At this point, the lost student walks in again. He’s locked his bag in the practice room. She runs out to help him.
When Vickie sits back down, we talk about her family. She has a younger sister, a freshman at Dartmouth. She doesn’t see her very often, but she does love to give her advice.
“The biggest thing for me is, it’s great as a freshman to take on all these things, but you have to quit when you need to.” As an example, Vickie tells me how she quit her job at Uniqlo because her hours were too hectic with her class schedule.
Vickie is in the orchestra and the string quartet. She credits the orchestra for a lot of her friends and leadership roles at Penn. In the coming weeks, Vickie has six concerts. I beg Vickie to let me watch her play cello. She's reluctant, but indulges me.
Later, we sit in a different practice room on the fourth floor of Fisher Bennett.
Vickie lets out a “hmmm” as she opens her book of Brahms. “Listening to practicing will make you go insane because it’s about listening to your own sound,” she warns.
She starts to play, but pauses right away.

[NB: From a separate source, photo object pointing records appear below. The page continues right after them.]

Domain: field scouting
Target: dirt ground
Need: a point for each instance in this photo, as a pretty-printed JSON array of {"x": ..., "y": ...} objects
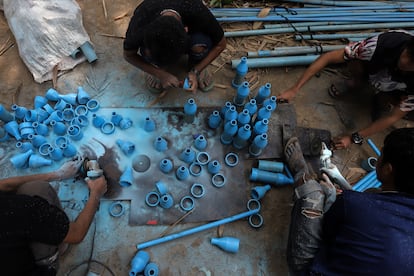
[{"x": 115, "y": 83}]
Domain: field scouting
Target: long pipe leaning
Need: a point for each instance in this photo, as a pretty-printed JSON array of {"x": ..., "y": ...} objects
[{"x": 197, "y": 229}]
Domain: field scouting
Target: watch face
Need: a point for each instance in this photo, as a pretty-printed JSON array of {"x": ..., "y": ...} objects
[{"x": 356, "y": 138}]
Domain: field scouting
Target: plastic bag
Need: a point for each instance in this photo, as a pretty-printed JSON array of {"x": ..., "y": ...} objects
[{"x": 47, "y": 32}]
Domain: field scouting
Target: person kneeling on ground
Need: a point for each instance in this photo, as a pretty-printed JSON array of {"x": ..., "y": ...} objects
[
  {"x": 34, "y": 226},
  {"x": 386, "y": 61},
  {"x": 161, "y": 32},
  {"x": 358, "y": 233}
]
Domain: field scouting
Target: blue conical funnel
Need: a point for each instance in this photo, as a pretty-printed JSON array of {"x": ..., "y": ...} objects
[
  {"x": 228, "y": 244},
  {"x": 126, "y": 178}
]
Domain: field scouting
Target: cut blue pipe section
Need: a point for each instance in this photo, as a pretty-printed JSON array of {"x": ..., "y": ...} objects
[
  {"x": 197, "y": 229},
  {"x": 373, "y": 147},
  {"x": 278, "y": 61}
]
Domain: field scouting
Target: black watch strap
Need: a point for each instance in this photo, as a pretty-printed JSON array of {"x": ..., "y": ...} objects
[{"x": 357, "y": 138}]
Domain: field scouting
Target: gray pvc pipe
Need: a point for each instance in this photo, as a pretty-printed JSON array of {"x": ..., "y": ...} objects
[
  {"x": 197, "y": 229},
  {"x": 277, "y": 61}
]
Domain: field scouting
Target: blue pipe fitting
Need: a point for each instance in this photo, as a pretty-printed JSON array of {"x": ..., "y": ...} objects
[
  {"x": 152, "y": 199},
  {"x": 263, "y": 93},
  {"x": 187, "y": 155},
  {"x": 138, "y": 263},
  {"x": 19, "y": 111},
  {"x": 241, "y": 71},
  {"x": 243, "y": 117},
  {"x": 258, "y": 144},
  {"x": 182, "y": 173},
  {"x": 203, "y": 158},
  {"x": 93, "y": 105},
  {"x": 218, "y": 180},
  {"x": 187, "y": 203},
  {"x": 160, "y": 144},
  {"x": 82, "y": 97},
  {"x": 214, "y": 120},
  {"x": 213, "y": 166},
  {"x": 166, "y": 201},
  {"x": 125, "y": 123},
  {"x": 253, "y": 204},
  {"x": 231, "y": 159},
  {"x": 24, "y": 146},
  {"x": 149, "y": 124},
  {"x": 40, "y": 128},
  {"x": 271, "y": 101},
  {"x": 161, "y": 188},
  {"x": 200, "y": 142},
  {"x": 271, "y": 166},
  {"x": 116, "y": 209},
  {"x": 166, "y": 165},
  {"x": 224, "y": 109},
  {"x": 260, "y": 127},
  {"x": 74, "y": 132},
  {"x": 270, "y": 177},
  {"x": 107, "y": 128},
  {"x": 197, "y": 190},
  {"x": 116, "y": 118},
  {"x": 5, "y": 115},
  {"x": 151, "y": 269},
  {"x": 243, "y": 92},
  {"x": 230, "y": 129},
  {"x": 81, "y": 110},
  {"x": 190, "y": 109},
  {"x": 251, "y": 106},
  {"x": 231, "y": 114},
  {"x": 256, "y": 221},
  {"x": 97, "y": 121},
  {"x": 241, "y": 140},
  {"x": 195, "y": 169}
]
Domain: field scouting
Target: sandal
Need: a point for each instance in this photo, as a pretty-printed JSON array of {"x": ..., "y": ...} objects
[
  {"x": 153, "y": 84},
  {"x": 205, "y": 81},
  {"x": 336, "y": 93}
]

“It’s very boring when I don’t have a quartet.”
Then, she starts to get into it. She alternates between looking at her notes and her instrument. She uses one hand to pluck the strings on the fingerboard rapidly, while, underneath it, the other hand slowly moves the bow back and forth.
Vickie’s playing mimics her approach to life. While she’s always on the go, quickly moving from activity to activity at the speed of her plucking fingers, her breaths and mindset mimic the tempo of the bow, slow and steady, calm and collected. Fast and slow, exciting and calm: together, it makes a beautiful sound.